The ruffed grouse (Bonasa umbellus) is a medium-size non-migratory bird that typically breeds from Alaska to Canada. It is also the national bird of the state Pennsylvania, United States. Ruffed grouse is further classified into 14 subspecies. The grouse has got the loudest of the drumming sounds. It is thought to make habitats in woodlands. The global population of ruffed grouses is 18,000,000.
Ruffed Grouse Facts
- Adult ruffed grouses have an unmistakable physical appearance in that they have tufts of black feathers around their neck. It is most prominent in males and these feathers finally gave this bird a name.
- Males reach a length of about 43 – 50 cm while females are 40 – 37 cm long.
- Adult males weigh up to 500 – 750 grams and females averaging 450 – 600 grams in weight.
- The ruffed grouse’s wingspan measures about 19.7–25.2 in (50–64 cm).
- It has mottled greyish brown plumage but it goes lighter at the belly and breast.
- The ruffed grouse possess a square tail and a ragged head crest.
- They lack hair at the grey-blue feet.
- Ruffed grouses are able to walk quite comfortably on snow and on icy branches.
- Both males and females are similar in plumage.
- It is nearly the size of an American crow.
Range & Habitat
- Ruffed grouses are native birds of United States and Canada. They have been introduced in the north-western Atlantic Ocean as well as in Miquelon and Saint Pierre islands.
- Grouses are thought to breed along the central Alaska, northwestern Minnesota, and northern Georgia.

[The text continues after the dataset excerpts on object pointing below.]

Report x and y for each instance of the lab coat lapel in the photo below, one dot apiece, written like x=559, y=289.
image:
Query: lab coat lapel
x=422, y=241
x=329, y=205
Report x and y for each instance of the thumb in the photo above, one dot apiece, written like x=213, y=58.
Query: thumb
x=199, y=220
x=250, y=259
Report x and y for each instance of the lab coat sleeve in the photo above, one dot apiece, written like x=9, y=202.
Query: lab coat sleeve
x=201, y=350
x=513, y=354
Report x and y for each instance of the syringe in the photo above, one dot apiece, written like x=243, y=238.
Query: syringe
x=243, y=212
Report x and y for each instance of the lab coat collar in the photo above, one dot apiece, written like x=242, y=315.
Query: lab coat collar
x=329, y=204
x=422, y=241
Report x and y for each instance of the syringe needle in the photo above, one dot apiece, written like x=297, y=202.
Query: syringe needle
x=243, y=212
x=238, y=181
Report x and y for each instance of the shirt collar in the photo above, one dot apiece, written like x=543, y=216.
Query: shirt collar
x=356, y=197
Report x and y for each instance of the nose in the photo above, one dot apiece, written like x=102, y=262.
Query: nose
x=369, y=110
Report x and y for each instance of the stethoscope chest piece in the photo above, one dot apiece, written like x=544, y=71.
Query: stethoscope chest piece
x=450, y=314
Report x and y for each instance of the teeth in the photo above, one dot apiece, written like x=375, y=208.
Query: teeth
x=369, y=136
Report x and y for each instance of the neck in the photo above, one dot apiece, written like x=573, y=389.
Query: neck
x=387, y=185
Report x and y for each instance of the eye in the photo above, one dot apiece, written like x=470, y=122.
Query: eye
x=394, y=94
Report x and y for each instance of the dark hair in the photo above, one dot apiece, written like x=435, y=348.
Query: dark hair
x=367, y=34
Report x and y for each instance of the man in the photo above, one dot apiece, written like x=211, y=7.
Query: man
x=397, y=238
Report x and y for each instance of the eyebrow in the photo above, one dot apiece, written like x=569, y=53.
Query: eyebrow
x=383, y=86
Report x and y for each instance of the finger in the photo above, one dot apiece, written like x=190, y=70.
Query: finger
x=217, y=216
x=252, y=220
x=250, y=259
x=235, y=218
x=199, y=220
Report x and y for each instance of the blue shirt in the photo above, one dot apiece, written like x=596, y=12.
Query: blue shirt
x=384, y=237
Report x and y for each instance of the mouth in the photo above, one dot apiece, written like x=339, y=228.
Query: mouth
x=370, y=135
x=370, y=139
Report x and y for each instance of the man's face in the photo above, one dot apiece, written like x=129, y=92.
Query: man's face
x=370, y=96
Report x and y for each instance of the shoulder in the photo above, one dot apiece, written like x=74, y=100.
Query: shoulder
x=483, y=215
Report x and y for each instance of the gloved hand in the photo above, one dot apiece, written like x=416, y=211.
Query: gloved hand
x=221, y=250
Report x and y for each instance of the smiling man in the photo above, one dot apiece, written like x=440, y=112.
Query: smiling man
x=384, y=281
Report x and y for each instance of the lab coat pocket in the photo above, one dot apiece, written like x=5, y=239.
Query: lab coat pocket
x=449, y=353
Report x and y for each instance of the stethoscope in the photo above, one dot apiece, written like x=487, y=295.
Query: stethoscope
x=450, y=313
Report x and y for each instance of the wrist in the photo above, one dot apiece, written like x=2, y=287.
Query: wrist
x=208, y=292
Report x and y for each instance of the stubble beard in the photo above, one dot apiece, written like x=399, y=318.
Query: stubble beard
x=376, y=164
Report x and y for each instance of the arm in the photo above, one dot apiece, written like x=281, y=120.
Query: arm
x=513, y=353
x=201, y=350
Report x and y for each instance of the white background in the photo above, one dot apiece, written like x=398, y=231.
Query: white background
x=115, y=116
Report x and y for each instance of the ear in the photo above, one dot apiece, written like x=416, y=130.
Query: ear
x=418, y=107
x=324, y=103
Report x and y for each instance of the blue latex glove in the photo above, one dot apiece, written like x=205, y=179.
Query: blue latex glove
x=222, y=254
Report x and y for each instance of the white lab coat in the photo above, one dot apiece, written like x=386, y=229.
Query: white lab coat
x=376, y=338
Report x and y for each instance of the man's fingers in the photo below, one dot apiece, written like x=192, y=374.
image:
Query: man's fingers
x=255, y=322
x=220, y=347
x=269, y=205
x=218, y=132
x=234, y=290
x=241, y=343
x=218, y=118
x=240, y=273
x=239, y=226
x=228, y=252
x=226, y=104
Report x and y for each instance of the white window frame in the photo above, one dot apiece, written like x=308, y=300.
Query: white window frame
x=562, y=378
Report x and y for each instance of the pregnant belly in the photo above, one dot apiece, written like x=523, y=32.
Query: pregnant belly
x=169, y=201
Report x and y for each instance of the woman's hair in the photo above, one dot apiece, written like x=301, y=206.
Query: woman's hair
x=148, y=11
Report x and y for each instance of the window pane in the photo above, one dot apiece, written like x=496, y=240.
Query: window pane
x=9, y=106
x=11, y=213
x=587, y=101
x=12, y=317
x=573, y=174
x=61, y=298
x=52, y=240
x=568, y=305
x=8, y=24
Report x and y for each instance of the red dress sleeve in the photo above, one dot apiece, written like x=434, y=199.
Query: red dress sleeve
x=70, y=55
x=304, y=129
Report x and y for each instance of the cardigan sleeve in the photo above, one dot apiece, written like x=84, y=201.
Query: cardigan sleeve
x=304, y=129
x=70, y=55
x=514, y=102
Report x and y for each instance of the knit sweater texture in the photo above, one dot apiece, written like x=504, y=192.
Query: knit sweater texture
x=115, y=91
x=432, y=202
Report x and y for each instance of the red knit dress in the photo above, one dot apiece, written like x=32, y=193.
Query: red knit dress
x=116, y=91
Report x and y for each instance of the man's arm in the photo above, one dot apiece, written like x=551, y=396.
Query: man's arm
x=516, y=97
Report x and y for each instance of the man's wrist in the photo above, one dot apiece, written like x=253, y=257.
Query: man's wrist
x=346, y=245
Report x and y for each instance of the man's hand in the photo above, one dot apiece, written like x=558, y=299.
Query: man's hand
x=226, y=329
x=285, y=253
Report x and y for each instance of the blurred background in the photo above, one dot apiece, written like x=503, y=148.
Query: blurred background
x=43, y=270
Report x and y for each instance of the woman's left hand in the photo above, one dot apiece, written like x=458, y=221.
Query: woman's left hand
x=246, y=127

- They typically make homes in a wide variety of habitats such as temperate forests, deciduous forests, montane and boreal forests. The ruffed grouse’s habitats must be abundant in mixed woodland and is dominated by poplar, birch, and aspen.

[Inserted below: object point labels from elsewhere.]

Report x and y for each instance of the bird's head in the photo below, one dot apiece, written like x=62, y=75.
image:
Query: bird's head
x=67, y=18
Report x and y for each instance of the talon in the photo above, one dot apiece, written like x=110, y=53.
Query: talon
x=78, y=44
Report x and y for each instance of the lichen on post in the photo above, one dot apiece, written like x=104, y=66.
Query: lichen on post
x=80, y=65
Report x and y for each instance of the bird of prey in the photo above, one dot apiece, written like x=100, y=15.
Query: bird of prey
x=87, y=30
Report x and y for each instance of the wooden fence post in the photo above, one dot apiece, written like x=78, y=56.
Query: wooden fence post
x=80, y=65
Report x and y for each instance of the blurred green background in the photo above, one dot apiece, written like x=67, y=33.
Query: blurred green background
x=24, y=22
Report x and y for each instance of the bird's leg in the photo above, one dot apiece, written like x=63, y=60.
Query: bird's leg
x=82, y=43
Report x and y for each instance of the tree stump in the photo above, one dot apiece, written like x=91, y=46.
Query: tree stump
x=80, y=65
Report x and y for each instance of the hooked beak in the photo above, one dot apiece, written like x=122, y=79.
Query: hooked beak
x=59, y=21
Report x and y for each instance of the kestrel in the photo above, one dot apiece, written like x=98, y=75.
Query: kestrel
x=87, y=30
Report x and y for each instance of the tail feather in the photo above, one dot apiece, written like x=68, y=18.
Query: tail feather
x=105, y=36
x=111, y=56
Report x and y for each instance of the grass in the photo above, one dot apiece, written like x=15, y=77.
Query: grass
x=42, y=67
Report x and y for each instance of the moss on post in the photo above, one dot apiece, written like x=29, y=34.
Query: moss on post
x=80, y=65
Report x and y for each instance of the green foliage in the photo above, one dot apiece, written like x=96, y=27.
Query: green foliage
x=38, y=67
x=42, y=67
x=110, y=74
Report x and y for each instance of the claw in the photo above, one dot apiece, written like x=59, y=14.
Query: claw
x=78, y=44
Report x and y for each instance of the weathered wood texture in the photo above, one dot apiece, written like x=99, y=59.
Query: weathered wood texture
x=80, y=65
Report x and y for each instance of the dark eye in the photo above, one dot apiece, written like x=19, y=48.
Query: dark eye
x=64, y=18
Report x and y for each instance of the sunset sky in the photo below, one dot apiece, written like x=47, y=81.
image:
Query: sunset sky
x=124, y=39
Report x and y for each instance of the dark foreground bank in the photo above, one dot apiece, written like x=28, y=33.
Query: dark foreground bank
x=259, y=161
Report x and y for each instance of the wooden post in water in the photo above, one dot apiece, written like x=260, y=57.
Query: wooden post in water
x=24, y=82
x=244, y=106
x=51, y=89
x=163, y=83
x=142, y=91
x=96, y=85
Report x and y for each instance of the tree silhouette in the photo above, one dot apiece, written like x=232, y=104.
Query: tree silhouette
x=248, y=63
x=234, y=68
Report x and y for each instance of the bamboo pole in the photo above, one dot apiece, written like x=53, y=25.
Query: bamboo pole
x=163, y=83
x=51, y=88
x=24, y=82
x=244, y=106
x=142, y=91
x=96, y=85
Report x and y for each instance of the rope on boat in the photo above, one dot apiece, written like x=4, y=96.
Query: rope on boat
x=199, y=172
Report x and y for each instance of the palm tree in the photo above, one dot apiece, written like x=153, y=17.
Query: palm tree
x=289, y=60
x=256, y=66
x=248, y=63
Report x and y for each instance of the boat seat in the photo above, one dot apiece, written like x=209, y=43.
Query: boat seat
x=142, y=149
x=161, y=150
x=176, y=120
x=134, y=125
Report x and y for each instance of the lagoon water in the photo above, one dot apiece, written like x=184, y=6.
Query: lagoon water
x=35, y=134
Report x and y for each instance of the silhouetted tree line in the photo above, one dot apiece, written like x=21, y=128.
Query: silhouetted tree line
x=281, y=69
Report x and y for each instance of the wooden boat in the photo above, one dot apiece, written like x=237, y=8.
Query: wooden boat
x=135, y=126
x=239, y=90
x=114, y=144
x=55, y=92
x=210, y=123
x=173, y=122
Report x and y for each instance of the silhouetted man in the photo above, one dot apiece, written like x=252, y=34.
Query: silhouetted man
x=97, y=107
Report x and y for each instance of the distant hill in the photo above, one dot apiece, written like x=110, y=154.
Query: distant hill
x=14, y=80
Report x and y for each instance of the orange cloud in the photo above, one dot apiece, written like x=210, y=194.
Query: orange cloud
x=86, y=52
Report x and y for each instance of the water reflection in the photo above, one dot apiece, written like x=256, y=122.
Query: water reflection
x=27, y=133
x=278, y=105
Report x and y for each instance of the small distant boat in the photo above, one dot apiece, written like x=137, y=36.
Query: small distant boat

- The southern population seems to prefer mixed hardwood for example hickory and oak. They fell home in thick forests but small tree holes nevertheless offer much to the ruffed grouses.
- Ruffed grouses also occupy shrubby pastures, wetlands, and orchards.
- Ruffed grouses are permanent residents but they are expert fliers. It will spend much of its daylight hours on the ground.
- They prefer to walk on the ground instead of flying. Grouses will only fly when they are provoked. Thus they make a fairly short flight.
- Males become noisy during the courtship display. It involves drumming Their thumping sound is so loud that it can be heard at a distance of about quarter of a mile.
- Grouses will utter sounds like whining or clucking when they are alarmed. They also produce other sounds such as peeping, hissing, and
Feeding Ecology & Diet
- Ruffed grouses have an omnivorous diet as they mainly eat seeds, leaves, woody plants, fruits of ferns, insects, and buds. The bird also relies on many other invertebrates.
- The ruffed grouse’s diet consists of aspen catkin buds, mountain ash, birch, dogwood, clover leaves, and poplar.
- During spring grouses will consume dandelions, trees, shoots of plants, and shrubs. They also feed on blueberries and blackberries. Young grouses eat spiders and small insects.
- The breeding season occurs in April and May. At other times if the grouse drums then it’ll probably try to defend its territories.
- The male leaves immediately after mating while females claim the responsibility of rearing the chicks. She does not only rear a chick but also she builds a nest on the ground. The nest is usually lined with dry leaves and pine needles.
- The ruffed grouse’s nest measure 6 inches across with the depth averaging 3 inches.
- The female camouflages the nest using low vegetation in a fallen log or tree.
- The clutch size is about 9 – 12 buff-colored eggs. Eggs measure 5–1.6 in (3.78–4.14 cm).
- Chicks may feed themselves 24 hours after hatching. They show sandy brown down at birth.
- The incubation period lasts 24 days.
- Chicks fledge out in about 12 days.
- Predators of the ruffed grouses include goshawk, great horned owl, and many other birds of prey. Prominent among mammals are bobcat and fox.